Legislators Gridlock Congestion Plan

The reaction to yesterday's hearing on the mayor's congestion tax was, well, underwhelming. As the NY Times reports this morning, "State lawmakers gave a cordial but cool reception today to the congestion pricing plan proposed by Mayor Michael Bloomberg, asking whether it amounted to a regressive tax on middle-class and whether its costs were worth its costs were worth the promised benefits."

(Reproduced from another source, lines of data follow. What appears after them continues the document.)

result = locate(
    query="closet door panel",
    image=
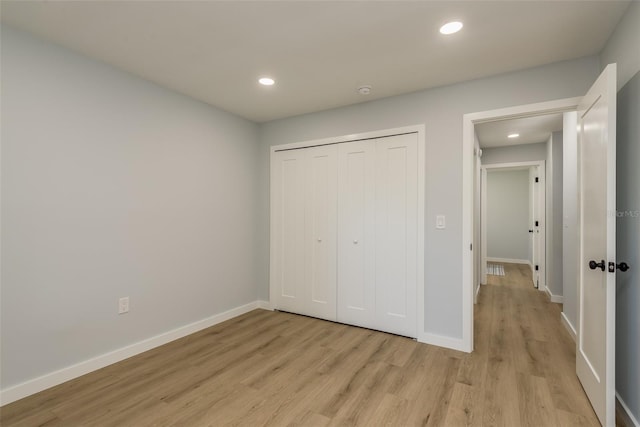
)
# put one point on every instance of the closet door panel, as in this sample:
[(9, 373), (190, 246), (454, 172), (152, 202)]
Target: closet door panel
[(321, 227), (288, 216), (396, 234), (356, 245)]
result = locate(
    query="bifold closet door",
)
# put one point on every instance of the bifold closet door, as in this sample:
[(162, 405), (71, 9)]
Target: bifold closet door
[(396, 234), (320, 231), (288, 239), (304, 198), (356, 228)]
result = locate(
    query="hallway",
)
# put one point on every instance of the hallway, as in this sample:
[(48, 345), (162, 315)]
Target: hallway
[(276, 368), (525, 355)]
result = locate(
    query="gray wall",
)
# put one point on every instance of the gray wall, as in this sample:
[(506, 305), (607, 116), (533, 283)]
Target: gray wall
[(515, 153), (112, 187), (441, 110), (622, 46), (628, 245), (508, 214)]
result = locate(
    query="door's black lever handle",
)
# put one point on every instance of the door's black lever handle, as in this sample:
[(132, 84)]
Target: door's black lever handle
[(623, 266), (593, 265)]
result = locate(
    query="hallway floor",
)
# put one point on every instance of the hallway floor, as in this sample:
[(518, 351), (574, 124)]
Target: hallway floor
[(280, 369)]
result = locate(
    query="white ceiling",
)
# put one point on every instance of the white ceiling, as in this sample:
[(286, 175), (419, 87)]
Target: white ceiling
[(531, 129), (319, 52)]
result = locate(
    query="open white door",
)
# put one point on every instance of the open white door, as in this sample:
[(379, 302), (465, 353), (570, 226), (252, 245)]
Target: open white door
[(595, 346)]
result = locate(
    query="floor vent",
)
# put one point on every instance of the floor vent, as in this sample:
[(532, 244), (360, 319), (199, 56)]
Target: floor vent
[(495, 269)]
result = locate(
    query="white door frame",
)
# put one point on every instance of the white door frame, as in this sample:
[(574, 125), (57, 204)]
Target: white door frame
[(468, 156), (540, 205)]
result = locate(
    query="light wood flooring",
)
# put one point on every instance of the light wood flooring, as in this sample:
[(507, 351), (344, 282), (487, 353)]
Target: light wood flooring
[(279, 369)]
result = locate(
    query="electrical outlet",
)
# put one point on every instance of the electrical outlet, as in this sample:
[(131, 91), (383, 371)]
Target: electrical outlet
[(123, 305)]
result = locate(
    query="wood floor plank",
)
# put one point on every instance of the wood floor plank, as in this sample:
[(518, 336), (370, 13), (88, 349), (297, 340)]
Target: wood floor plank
[(280, 369)]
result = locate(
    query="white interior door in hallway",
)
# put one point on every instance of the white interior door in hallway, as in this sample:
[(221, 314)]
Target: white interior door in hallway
[(345, 239)]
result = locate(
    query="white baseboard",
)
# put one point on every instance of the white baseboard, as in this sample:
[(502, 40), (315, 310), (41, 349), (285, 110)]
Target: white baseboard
[(625, 412), (509, 260), (265, 305), (49, 380), (442, 341), (567, 324), (554, 298)]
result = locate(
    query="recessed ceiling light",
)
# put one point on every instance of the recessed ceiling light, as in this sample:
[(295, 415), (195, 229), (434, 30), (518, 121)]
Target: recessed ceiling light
[(451, 27), (266, 81), (364, 90)]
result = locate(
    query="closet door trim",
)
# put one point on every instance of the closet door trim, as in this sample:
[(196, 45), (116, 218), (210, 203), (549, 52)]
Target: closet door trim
[(417, 129)]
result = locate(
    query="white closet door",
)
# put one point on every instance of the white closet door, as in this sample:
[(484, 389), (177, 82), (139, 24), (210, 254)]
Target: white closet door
[(288, 206), (356, 243), (320, 231), (396, 233)]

And in a companion piece by Andy Newman, the Times underscore what we have been emphasizing: "Outside Manhattan, Many Oppose Traffic Plan." The more people become aware of the plan's costs, the more outer borough New Yorkers are going to register their discontent. The fact that the mayor, in his testimony yesterday, admitted that the plan might not alter behavior, but will generate funds, is going to make a lot of folks upset. The money quote: "But Bloomberg said the plan is worth trying, even if it doesn't reduce traffic, just for the public transit money."

Which is exactly what most average people believe-the congestion scheme is simply another tax on middle class New Yorkers. Many of those interviewed by the Times found the idea "appalling." As the paper noted: "But it was plainly the very idea of adding yet another expense to the cost of doing business in the city that irritated those who live in New York City, even if they live a considerable distance from Manhattan."

As Assemblyman Richard Brodsky said yesterday, calling the tax "regressive," "If there's a proposal that's fairer, and that's practical, we should adopt it." Clearly, however, most of the assembly folks, reacting "skeptically" to the mayor's plan, don't think that this proposal is the one. And there is certainly no impulse to move quickly either Denny Farrell's comments are to this point: "This is not a time for haste, but for thoughtful consideration." Given all of this we kind of wonder what The Observer was seeing at yesterday's confab.

All of which should mean that Speaker Silver is in no mood to rush, and in fact the Post's Fred Dicker believes that Shelly will kill the plan, seeing it as a back door commuter tax that will hurt his members in Brooklyn and Queens particularly. All of the moaning by the Daily News editorialists on this issue won't change the perceptions of the Speaker, nor will it convince most New Yorkers that this congestion pricing tax makes sense.